Automation has been the X-factor behind crucial business processes for about 91% of global organizations. A recent survey suggests that 93% of companies believe automation forms the fulcrum of their digital transformation initiatives. That being said, over 73% companies have been entirely satisfied with the business benefits reaped from Robotic Process Automation (RPA). With several senior executives shedding light on implementing automation technologies, we are witnessing a surge in Chief Automation Officers and automation committees. Over the years, robotic process automation has been implemented only in processes involving unstructured data such as finance, human resources, and other back-office operations.
But with the introduction of artificial intelligence and machine learning, marketing teams are leveraging cognitive automation to digitize their marketing service chain by automating processes that involve voluminous data as well. Retail marketers can overcome several challenges in RPA such as automating mainstream processes, lack of executive buy-in, unrealistic goals, missed ROI, infrastructure constraints, and much more. As marketers feel the need to innovate ahead of the curve, cognitive automation drives marketing strategies to derive best-in-class results.
1. Launching New Products
A retail provider’s best bet depends hugely on introducing new product categories and merchandise options to the stores to attract a larger scale of customers and retain existing ones. However, there is more to it than just picking up the product and placing it in the aisles. The introduction of a new product in a store involves higher investment costs and building close relations between R&D, manufacturing, and marketing. While product roll-outs are created, there are several criteria to be considered such as geographic and demographic variables.
Cognitive automation can be very trustworthy in this respect. By ensuring fruitful collaboration between departments, cognitive automation promises to enhance decision making by automating the process and making product launches more effective. With the help of real-time sales data, retailers have the luxury of adjusting pricing, inventory, and production based on customer demands.
2. Trade Promotions
Regardless of the size and scale of the firm, marketing and promotions are a huge cost today. For a CPG firm, trade promotions are an integral part of marketing as it involves a lot of data gathering and strategies to increase demand for products at the retail level. The best example of trade promotion is the concept of rebate management. In order to offer discounts, the retailers will have to keep asking themselves, “What’s enough to attract the customer, but at the same time stay within the threshold?”
The use of artificial intelligence and machine learning will negate the entire process of creating manual data and over-reliance of spreadsheet data. Cognitive automation creates real-time data that automatically translates to visual insights while factoring in exceptions and variables. Eventually, marketers can come up with unique offers and schemes to constantly entice the customers.
3. Customer Engagement and Service
CMO’s today want to engage more with their customers for obvious reasons.
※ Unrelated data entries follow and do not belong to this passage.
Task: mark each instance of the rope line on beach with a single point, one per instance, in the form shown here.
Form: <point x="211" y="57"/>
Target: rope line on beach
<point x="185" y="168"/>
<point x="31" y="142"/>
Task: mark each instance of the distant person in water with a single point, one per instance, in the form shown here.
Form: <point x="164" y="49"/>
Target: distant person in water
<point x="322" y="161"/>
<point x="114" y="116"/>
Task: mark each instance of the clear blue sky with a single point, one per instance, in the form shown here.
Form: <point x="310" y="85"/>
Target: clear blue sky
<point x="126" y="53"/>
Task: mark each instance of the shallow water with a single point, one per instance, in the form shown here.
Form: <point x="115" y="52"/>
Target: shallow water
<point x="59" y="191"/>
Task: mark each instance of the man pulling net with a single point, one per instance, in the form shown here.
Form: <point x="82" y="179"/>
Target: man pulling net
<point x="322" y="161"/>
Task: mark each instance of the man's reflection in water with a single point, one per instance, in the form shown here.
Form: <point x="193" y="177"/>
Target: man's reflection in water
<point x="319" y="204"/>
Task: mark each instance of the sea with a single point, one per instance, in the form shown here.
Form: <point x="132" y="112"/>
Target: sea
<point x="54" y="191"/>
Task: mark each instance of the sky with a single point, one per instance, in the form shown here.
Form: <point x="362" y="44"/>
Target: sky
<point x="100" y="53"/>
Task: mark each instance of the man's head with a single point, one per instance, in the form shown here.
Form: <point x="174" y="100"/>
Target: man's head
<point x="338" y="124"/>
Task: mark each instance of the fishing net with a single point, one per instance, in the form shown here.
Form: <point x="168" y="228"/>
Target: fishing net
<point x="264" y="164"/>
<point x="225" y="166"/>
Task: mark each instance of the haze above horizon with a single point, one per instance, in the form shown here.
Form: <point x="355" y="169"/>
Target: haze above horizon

Marketing professionals make the best use of available data to improve the accuracy and target a real audience to gain relevance of the content they prepare.
The best scenario is the use of a software bot at an industry event to quickly browse the Salesforce application of an organization and determine the account owner based on a spreadsheet provided at the venue.
The other important example is the use of chatbots to serve customers better. Chatbots allow the organizations to engage with the customers 24/7, while also cutting costs on the manual customer support.
Success Story of a Fashion Store
The fashion store employs a part-time associate in the fashion store’s casual merchandise section. The store is virtually run by cognitive automation, allowing the associate to trade his shifts whenever he wants to go to the university or any other errands he has to run. Due to the automation technology in place, the fashion store rarely needs a person at the store at all times. However, this part-time associate loves working in the store for his keen interest in merchandise. Although, his work includes manual tasks like stocking and picking for online orders, his workload is very light. Due to the sensors deployed in the shelves in each aisle, the items are automatically taken away by smart carts.
Cognitive automation allows the associate to spend most of his time interacting with customers, educating them on new arrivals and latest fashion statements. In case the customer is unable to find the desired merchandise, he will be able to pinpoint the exact location with the help of cognitive automation based on the customer’s shopping habits.
Meanwhile, the store manager is planning a huge promotional event that involves significant changes to the range of items on display along with launching new products in the men’s apparel area. However, there is no major effort going into this due to the artificial intelligence tools in the store. Any change in the inventory and product placement is automatically detected by the bots. The store manager only devotes time on real-time situations when her phone is alerted on a promotion that’s not working as good as the other stores. This allows her to focus more on service improvements and tweaking an offer’s presentation to boost sales.
Although, the store of the future is still in its early stages, retail leaders must start practicing cognitive automation too serve customers better especially in the post-pandemic world. Marketing professionals must think more creatively in today’s hyper-competitive business world to stand out from the crowd. Our advice would be to demand a prototype or a proof-of-concept based on your organization’s requirements before initiating an intelligent automation project.